There is another group who are in the grey area. They are the people who used to pay rates but no longer do so. The rationale the Minister has put forward for continuing this hierarchy of rights might apply, in the thinking of the Fianna Fáil Party, to people who continue to pay rates, which is exactly where we started. My fear is that people who pay rates are only those referred to in the section. What about the people who no longer pay rates but who enjoy this right? The Minister of State would say that they owned their homes before the Act came into operation. My reply to that is: What about the people who bought their homes since the Act came into operation?

They have the same status because the basis for giving them that status is something which makes them different from people who do not own homes. That is the difference the Deputy is not prepared to recognise.

I will leave it at that and let the record clearly show that we are today overseeing a situation where a basically unjust and inequitable taxation system — that is, rates — abolished by the Fianna Fáil Government, is now being used as a basis not just for perpetuating but for recreating, every time a person buys his or her own home, a difference in relation to entitlement to participation in a hearing affecting the expenditure of public moneys between those people and people who are in private rented accommodation, of whom there are 350,000.

Surely it is understandable that people who own property should have a very special position.

What about public property or private property?

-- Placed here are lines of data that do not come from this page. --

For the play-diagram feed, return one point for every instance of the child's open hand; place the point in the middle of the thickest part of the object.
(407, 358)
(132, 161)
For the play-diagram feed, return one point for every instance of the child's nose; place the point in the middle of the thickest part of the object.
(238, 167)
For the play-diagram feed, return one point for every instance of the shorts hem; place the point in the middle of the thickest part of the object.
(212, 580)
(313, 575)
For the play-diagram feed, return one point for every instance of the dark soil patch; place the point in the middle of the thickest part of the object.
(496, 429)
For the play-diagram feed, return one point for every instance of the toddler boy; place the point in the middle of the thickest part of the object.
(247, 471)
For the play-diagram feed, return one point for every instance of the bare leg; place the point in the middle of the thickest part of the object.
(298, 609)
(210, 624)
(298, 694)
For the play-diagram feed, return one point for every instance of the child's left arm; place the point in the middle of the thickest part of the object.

Admittedly there is ownership in that regard, too, but people who do not own property have the same access and the same right and the Deputy is not recognising the person who is a ratepayer paying rates.

I hope I have clearly shown that we are continuing a wrongful distinction which is anomalous and which should be dealt with by removing the word "ratepayer" and putting in a word which meets the spirit of the Bill.

Does the Deputy abolish the fact that there are owners of businesses and shops?

Certainly not.

Will the Deputy please move to report progress?

I would give the same rights to others because, after all, it is only a right of hearing.

When the Deputies are done hammering one and other across the floor, will Deputy Keating move to report progress?

Progress reported: Committee to sit again.